The sight of her distress unnerved him and gave him for the first time a new view of the enormity of his offense. It was her pride that was wounded. It was the thought of what Mortimer Crabb might think of her that had wrought the damage. He bent over her, his fingers nearly touching her, yet restrained by a delicacy and a new tenderness begotten by the thought that it was he alone who had caused her unhappiness.

“Forgive me,” he whispered. “I’m sorry.”

And she only repeated. “What can he think of me? What can he think?”

Burnett straightened, a new thought coming to him. It seemed like an inspiration – a stroke of genius.

“Of course,” he said, calmly, “you’re hopelessly compromised. He must think what he pleases. There’s only one thing to do.”

She arose and breathlessly asked, “What can I do? How can I – ”

“Marry me – at once.”

“Oh!”

She spoke the word slowly – wonderingly – as if the idea had never occurred to her before. He had left the way to the door unguarded, but instead she walked toward the window, and looked out over the roof-tops. To Burnett the silence was burdened with meaning, and he broke it timorously.

“Won’t you – won’t you, Millicent, dear?”

Her voice trembled a little when she replied: “There is one thing more important than that – than anything else in the world to me.”

At her side his eyes questioned mutely.

“And that?” he asked at last.

“My reputation,” she whispered.

He stood a second studying her face, for his happiness grew upon him slowly. But behind the crooked smile which was half-hidden from him, he caught the dawn of a new light that he understood. He took her in his arms then, and wondered how it was that he had not kissed her when her lips had been so close before. But the new wonder that came to them both made them willing to forget that there had ever been anything else before.
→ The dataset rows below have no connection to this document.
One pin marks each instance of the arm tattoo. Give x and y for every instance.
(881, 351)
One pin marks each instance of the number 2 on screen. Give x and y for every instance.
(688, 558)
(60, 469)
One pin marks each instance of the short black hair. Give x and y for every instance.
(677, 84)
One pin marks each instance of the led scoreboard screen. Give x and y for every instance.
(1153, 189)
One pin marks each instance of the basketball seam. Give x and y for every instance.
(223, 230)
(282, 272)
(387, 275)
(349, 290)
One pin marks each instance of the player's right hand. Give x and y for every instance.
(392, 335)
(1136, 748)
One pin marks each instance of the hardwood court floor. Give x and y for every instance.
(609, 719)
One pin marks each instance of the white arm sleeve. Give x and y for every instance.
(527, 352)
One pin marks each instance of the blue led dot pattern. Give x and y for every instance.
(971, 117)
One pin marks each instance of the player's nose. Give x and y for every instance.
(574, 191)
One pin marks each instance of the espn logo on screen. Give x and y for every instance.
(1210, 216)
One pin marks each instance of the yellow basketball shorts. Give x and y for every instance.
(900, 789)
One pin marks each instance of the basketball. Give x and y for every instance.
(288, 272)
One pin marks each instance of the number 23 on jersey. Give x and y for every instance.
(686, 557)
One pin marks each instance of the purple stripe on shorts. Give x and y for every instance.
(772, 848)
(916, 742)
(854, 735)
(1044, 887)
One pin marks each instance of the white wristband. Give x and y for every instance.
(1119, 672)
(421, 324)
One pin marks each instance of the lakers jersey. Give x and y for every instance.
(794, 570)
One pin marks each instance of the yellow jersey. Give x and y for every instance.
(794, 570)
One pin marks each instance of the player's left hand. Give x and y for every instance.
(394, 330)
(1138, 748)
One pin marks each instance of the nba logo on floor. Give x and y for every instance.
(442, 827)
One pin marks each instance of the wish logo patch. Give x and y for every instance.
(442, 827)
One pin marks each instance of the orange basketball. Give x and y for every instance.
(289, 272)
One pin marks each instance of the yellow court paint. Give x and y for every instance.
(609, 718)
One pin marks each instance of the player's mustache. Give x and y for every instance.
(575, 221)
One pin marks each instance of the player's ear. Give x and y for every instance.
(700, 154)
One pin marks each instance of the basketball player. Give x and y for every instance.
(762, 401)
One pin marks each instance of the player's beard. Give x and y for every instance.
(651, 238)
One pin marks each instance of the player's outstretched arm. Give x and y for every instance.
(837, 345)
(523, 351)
Later, Ross, unable to credit his good fortune and marveling at the intricacies of the feminine mind, asked her a question. Her reply caused him more amazement:

“Poor, foolish, Slovenly Peter! I saw it by accident in the mirror a week ago.”

So it was Mortimer Crabb after all who made the opportunity; for Miss Darrow smilingly admitted that had it not been for his abrupt entrance at that precise psychological moment, she should now have been in Aiken and Ross on the way to the Antipodes. But Patricia was doubly happy; for had she not circumvented her own husband in opening the studio he had forsworn, the veritable chamber of Bluebeard which had been bolted against her? Had she not browsed away among the gods of his youth to her heart’s content and made that sacred apartment the vestibule of Paradise for at least two discontented mortals whose hearts were now beating as one?